Arrays and maps: Members, entries, values, contents, pairs, …

With version 4.0, we are adding a lot of promising and powerful new map and array features. This is a big step forward, compared to the obvious limitations of 3.1.

Some aspects of the 3.1 design have made it difficult (or impossible) to fully adjust array and maps, but (in my opinion) the old overall concept was impressively consistent – and it is definitely a big challenge to achieve a 4.0 design that is not too fragmented.

To me, this becomes particularly evident in the case of arrays. The following example sums up the items of all members of an array. For the cumbersome 3.1 solution…

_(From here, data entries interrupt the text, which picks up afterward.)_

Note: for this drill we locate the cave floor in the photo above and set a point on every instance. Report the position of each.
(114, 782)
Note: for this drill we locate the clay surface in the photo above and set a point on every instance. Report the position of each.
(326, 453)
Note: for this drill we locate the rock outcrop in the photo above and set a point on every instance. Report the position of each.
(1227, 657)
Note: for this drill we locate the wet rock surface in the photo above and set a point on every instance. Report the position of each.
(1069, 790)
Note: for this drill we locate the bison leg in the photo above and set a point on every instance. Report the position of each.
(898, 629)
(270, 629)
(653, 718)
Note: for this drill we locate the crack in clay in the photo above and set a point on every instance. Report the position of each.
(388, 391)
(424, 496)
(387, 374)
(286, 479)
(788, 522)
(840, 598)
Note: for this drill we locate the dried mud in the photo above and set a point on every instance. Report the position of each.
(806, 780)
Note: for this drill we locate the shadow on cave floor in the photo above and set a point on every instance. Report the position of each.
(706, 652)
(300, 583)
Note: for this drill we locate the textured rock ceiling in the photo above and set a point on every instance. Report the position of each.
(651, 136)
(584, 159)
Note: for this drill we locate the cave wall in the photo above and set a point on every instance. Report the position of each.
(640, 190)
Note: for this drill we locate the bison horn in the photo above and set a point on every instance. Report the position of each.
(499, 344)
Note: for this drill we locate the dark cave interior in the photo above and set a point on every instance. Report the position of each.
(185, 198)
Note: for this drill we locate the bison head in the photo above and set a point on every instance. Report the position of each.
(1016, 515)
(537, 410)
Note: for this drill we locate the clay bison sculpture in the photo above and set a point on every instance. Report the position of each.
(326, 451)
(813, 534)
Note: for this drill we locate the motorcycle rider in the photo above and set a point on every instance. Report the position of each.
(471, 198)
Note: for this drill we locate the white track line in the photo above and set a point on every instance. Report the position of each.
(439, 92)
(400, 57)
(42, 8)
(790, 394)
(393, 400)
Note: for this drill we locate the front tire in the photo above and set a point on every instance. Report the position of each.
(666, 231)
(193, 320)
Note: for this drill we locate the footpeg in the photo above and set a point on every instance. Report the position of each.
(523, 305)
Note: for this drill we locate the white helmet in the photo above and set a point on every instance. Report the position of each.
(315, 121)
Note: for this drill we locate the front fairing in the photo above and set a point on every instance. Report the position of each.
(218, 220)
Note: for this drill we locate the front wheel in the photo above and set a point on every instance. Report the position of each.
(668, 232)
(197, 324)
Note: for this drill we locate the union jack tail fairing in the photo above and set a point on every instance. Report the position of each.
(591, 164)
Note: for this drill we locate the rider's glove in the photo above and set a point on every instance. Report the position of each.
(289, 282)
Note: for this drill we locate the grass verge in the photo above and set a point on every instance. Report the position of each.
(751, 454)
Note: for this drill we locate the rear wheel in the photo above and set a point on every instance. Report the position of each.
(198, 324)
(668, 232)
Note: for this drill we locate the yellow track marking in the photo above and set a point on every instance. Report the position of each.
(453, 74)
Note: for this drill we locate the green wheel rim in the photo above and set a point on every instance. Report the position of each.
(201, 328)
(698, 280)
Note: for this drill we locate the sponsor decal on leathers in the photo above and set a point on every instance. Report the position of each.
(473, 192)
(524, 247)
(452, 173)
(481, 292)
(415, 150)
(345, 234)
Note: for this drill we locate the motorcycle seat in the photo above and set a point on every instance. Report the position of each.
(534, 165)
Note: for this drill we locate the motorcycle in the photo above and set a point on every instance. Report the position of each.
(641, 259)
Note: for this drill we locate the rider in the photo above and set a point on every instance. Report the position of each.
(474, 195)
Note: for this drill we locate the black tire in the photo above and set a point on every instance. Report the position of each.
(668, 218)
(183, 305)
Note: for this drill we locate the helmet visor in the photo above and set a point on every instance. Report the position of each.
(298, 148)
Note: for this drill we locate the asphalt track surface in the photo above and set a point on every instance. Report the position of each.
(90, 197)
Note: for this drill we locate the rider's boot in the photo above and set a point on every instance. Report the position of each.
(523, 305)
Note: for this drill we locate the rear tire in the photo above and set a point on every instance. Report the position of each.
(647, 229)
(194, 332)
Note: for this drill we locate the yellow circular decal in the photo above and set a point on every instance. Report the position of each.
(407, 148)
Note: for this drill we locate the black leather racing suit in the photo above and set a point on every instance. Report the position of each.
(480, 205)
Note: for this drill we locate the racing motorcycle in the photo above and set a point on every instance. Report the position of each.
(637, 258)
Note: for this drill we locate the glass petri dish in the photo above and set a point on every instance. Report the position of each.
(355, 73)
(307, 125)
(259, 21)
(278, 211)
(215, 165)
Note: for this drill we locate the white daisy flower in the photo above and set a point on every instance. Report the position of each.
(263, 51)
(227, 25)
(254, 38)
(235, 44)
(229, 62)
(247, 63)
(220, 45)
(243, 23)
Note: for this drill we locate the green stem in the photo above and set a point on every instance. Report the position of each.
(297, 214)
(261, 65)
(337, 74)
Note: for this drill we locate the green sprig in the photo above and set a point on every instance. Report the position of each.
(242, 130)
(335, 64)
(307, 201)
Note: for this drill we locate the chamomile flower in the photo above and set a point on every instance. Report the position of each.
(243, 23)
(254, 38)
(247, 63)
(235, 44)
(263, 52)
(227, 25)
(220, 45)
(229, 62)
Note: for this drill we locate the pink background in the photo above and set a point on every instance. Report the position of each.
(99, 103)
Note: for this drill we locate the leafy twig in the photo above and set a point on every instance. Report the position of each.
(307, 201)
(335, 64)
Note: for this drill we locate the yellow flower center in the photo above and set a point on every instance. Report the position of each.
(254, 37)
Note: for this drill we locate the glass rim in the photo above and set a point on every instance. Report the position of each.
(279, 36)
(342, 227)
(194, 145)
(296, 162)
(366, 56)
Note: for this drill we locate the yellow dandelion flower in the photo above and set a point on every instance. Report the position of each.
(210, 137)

for $pos in 1 to array:size($array)
return sum($array($pos))

…we now have at least several (roughly?) equivalent options to do this; for example…

for member $m in $array return sum($m)
array:members($array) ! sum(?value)
$array?entry::* ! sum(?value)
$array?value::* ! sum(.)

…which is great – but the downside is that we have introduced a terminological jungle. The examples above could imply that:

for 1., an array member is a sequence (which it indeed is);
for 2., an array member is a map;
for 3., an array has entries (but there is no array:entries);
for 4., an array has values (which is true, but array:value returns a different structure).

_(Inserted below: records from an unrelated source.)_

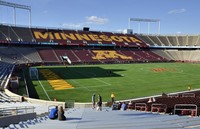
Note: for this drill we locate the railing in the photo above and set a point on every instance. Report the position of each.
(8, 111)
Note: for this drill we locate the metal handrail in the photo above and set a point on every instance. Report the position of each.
(8, 111)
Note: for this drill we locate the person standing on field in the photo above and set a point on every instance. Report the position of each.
(112, 97)
(93, 101)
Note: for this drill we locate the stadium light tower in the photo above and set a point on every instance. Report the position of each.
(14, 6)
(144, 20)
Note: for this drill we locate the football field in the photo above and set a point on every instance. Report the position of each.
(127, 81)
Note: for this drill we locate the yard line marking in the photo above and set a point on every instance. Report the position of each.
(92, 78)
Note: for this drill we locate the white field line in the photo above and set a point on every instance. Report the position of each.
(44, 89)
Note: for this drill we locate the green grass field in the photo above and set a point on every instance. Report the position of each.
(127, 81)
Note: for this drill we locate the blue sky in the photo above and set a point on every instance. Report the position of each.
(176, 16)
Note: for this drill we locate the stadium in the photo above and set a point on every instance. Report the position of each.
(156, 76)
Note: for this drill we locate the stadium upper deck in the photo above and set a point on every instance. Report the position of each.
(21, 35)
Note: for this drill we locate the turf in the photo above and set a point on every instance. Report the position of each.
(127, 81)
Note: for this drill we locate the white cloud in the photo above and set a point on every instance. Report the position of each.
(71, 25)
(96, 20)
(177, 11)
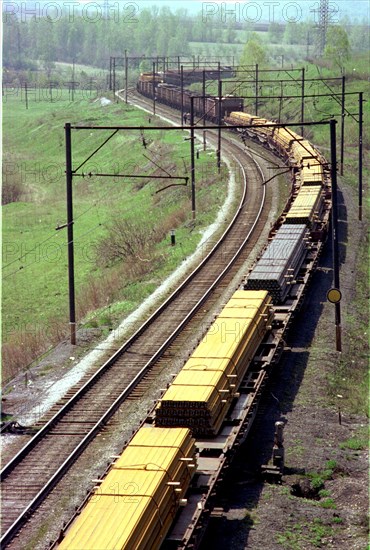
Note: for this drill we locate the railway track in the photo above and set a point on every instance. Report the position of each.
(46, 458)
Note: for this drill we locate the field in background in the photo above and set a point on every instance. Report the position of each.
(35, 282)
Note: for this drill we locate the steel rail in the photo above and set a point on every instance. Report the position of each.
(22, 518)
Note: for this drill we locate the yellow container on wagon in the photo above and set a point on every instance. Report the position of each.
(137, 501)
(312, 174)
(306, 205)
(201, 393)
(303, 149)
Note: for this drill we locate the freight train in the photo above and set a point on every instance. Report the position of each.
(172, 95)
(159, 491)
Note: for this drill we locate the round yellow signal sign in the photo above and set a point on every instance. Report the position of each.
(334, 295)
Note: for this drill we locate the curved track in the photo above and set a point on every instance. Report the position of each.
(46, 458)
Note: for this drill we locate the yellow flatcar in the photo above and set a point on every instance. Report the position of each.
(136, 503)
(306, 206)
(201, 394)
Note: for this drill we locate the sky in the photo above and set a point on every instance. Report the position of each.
(243, 10)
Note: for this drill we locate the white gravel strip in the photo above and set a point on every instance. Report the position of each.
(59, 388)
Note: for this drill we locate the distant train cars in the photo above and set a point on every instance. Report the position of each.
(196, 75)
(169, 93)
(305, 218)
(160, 490)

Next, with the current proposals, $array:content::1 gives us the sequence-concatenated version of the first member of an array. Similar observations can be made with maps: map:entries($map) returns singleton maps, whereas $map?entry::* is actually equivalent to map:pairs.

The fundamental obstacle are clear have already been discussed a lot, but I think that with each new concept, we should try really hard not to blur terminology, and work with terms that users can assign to the underlying concepts without too much guessing or trial’n’error.

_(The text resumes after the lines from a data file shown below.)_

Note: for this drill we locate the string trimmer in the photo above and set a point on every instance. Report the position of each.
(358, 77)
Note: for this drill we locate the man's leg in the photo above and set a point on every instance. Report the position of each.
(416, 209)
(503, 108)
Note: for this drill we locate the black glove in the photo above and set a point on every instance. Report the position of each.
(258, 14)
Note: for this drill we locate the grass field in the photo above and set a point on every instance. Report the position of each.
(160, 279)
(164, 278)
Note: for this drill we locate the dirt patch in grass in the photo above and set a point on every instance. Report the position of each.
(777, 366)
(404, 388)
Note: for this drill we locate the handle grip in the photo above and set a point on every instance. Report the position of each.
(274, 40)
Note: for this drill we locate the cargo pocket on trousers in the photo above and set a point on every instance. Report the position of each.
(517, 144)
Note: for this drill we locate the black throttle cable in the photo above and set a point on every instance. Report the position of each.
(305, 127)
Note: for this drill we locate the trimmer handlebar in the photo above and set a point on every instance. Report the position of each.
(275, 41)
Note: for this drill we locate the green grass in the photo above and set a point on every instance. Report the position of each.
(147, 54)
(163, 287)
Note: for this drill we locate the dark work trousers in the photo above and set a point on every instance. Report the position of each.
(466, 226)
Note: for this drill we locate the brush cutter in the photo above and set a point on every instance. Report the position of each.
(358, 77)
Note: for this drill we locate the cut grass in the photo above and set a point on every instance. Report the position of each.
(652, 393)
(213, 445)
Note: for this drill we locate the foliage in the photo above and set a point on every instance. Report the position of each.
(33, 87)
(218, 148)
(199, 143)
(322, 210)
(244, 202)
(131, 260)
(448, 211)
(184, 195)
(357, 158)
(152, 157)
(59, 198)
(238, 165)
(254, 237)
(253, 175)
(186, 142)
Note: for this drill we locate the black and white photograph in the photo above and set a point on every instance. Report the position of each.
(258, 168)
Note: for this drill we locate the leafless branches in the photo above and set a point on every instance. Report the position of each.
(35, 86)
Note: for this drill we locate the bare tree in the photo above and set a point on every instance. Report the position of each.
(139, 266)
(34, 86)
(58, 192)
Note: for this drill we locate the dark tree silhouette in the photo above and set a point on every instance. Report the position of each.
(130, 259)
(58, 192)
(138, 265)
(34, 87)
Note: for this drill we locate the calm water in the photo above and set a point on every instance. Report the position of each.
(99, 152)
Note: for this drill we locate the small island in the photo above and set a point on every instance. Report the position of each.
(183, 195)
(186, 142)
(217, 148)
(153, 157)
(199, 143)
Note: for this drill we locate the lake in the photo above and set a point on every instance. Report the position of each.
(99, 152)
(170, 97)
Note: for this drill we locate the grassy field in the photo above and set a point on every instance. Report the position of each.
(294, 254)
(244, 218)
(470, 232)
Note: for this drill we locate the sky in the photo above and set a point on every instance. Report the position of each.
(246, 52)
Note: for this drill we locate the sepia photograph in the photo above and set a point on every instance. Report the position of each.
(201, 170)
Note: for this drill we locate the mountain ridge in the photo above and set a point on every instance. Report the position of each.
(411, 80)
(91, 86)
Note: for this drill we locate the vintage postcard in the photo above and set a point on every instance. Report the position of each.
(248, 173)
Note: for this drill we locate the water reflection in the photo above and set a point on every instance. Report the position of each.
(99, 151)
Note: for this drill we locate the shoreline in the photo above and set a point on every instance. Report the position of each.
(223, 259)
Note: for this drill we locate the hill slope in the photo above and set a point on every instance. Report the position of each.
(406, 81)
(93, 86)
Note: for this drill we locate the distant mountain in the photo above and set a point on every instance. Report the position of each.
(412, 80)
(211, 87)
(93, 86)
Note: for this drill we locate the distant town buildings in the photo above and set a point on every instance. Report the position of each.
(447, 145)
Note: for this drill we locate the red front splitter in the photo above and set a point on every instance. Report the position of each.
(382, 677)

My general suggestions would be to…

align the new lookup terminology and the builtin functions, and
omit, rename or drop builtin functions that do not rely on the existing or arising terminology.

My concrete proposals (maybe followed by others) would be to…

As we already have map:pairs, $map-or-array?entry::* should become $map-or-array?pair::*, and we should add a array:pairs function, and probably array:of-pairs (see #832). We shouldn’t do it the other way round and rename map:pairs to map:entries, as the existing map:entry function returns a singleton map.
If we keep calling the sequence-concatenated result “content”, we should include it in the definition of sequence-concatenation. In addition, (array|map):values should be renamed to (array|map):contents (see #1179).
Due to the existence of array:value::*, we should make clear what an “array value” is, how it it positions itself in relation to an “array member”, and we should add map:values and array:values for equivalent results.
Due to the existence of array:key::*, we should add a array:keys function (which returns a dense integer range). 1 to array:size($array) could then be written as array:keys($array).
As we have map:entries and map:merge, we could add equivalent array:entries and array:merge functions.
I would suggesting dropping array:members/array:of-members in favor of either array:split/array:join, array:pairs/array:of-pairs (see 1.) or array:entries/array:merge (see 5). I really believe that an “array member“ should not be a map; an “array pair” or ”array entry” certainly could.

One might question if we should really introduce map terminology for arrays. I think we have no other chance if we want to treat maps and arrays identically with lookup key specifiers, and it may help us later on to treat both data structures as similar as possible.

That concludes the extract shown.